Another Thanksgiving during our student days was less pleasant, although the details are vague. For some reason, it was just H and me, and we were preoccupied and dispirited with our research. H was spending long days in his lab at the E-Quad, and I think I was in limbo, awaiting much-delayed advisors’ comments on my dissertation. Seems like I cooked in an unfamiliar kitchen. As students we each lived in a dizzying variety of low-cost rentals, and we were frequent house-sitters. The temporary homes blur together indistinctly now.

My only vivid memory of that day concerns the potatoes. H said he preferred boiled to mashed, a declaration that shocked and somehow insulted me. Boiled potatoes on Thanksgiving? Are you kidding me? But I decided to take the high road, and so I cooked only boiled potatoes. I quickly fell off that road, though. I was angry about the lack of mashed potatoes, angry at myself for overestimating my strength of character, and angry at H, the source of the problem. I made a couple of cutting comments. H retaliated, the dispute escalated. Our heated exchange ranks up there with the more recent Family Dog-Walking Fight (see earlier post). That night we had planned to see the annual tree-lighting in Palmer Square, but I don’t remember if we went or not. (I have since learned how easy it is to reserve some boiled potatoes and mash the rest; I’ve done this nearly once a week now for the last fifteen years.)

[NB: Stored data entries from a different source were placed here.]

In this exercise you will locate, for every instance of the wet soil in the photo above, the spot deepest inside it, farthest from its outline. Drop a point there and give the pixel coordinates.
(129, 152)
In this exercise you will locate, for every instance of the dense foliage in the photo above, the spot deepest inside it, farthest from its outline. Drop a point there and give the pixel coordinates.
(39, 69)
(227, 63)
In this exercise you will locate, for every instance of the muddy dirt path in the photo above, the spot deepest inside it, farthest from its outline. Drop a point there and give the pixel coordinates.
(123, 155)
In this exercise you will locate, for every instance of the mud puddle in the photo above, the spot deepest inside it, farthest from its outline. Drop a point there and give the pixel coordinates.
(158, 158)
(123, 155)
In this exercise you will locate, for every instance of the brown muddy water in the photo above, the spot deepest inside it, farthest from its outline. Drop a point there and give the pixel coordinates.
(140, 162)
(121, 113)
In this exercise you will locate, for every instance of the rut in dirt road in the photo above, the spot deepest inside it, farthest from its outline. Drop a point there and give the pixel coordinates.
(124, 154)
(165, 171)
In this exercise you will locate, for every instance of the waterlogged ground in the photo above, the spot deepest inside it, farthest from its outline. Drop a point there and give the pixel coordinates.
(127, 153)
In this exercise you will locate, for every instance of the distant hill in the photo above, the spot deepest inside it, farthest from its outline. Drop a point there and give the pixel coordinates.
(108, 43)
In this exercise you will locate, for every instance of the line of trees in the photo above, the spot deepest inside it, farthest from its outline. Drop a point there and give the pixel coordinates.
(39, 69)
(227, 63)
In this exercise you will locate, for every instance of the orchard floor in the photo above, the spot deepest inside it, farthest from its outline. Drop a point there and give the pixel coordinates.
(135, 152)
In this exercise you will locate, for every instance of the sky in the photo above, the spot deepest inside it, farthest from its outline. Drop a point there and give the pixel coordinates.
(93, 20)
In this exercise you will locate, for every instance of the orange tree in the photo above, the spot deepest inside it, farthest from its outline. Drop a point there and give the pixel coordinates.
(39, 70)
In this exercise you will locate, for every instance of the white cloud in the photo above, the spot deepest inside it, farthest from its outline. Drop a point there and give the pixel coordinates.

I thought about my episode of Thanksgiving pettiness a few days ago during the youth Sunday school class I lead. We had been discussing the story of Jesus healing a group of lepers (Luke 17:11 – 19). Of the ten that are restored to health, only one returns to offer thanks. Apparently the others are so immediately caught up in their earlier lives that they miss the magnitude of the transforming event. No longer slaves to a disfiguring disease that made them grotesque social outcasts, yet they forget to thank their healer. I was like one of those ungrateful, unthinking former lepers that day, lost in the distractions of everyday life. I forgot about the blessings that surrounded me: the presence of H, a kind and loving person who had linked his life to mine, the luxury of higher education, a comfortable place to live, a delightful environment, and most of all, God’s unwavering love. I let the absence of mashed potatoes poison the day.

Therefore, on this Thanksgiving, I will give thanks for life’s tremendous blessings, for friends and family. I won’t let a lack of mashed potatoes* blind me to God’s grace.

*I can proclaim this with confidence, because our friends agree that mashed potatoes, not boiled, are the Thanksgiving standard!